5) Avoid Pesticides and Chemical Treatments
An aquaponic system is a completely functioning ecosystem that maintains itself through natural cycles. Additives such as pesticides, fungicides and chemical treatments, which are used to increase productivity in conventional agriculture, can be harmful to aquaponic systems. Pesticides used to prevent weeds and insects from harming your plants can kill your fish if added to your aquaponic system. Likewise, chemical treatments intended to treat parasites and diseases in fish can harm your plants. That’s why we grow sturdier fish species like koi and make use of best management practices.
If intensive pest management becomes necessary, your best option is biological control methods. Biological controls are pest control mechanisms that use other living organisms to naturally control parasites, insects, disease and weeds. These organisms are typically predators that feed on pests. Biological controls require a greater deal of management, however, fortunately, have been the subject of a great deal of study lately and new methods are rapidly becoming available. Ladybugs and praying manti are the two beneficial insects we utilize to maintain pest free systems and top quality produce.
6) Plan Your System
Before you begin, make sure you have a thorough and well thought out design for your system. To get started, follow three simple steps to develop your plan.

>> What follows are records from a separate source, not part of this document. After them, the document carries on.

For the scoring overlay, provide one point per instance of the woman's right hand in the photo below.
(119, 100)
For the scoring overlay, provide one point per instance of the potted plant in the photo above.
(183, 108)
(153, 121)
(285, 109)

We’ve dedicated a whole section of our website to help others learn proper system design. Start with our start-here guide if you’re brand new. This interactive pdf will walk you through the process of starting your first system from concept phase.
For more advanced help visit for advanced help on specific topics check out help.trifectaecosystems.com or chat with us in the chat box on the bottom right of this page!.
7) Connect with the Community
The best tip to succeed in aquaponics is to reach out to other growers. There are tons of online resources to help you learn and grow, from classes to blogs to video tutorials. Take advantage of the services we offer at Trifecta Ecosystems, join our community, share ideas and best practices and learn from the wonderful aquaponics community. There are dozens of Facebook groups out there and the industry professionals are on the majority of them. Get your questions answered by those who’ve been successful for years!
Following these 7 keys to the perfect harvest will have you well on your way to growing like a professional and ensure you are getting the most out of your aquaponics system.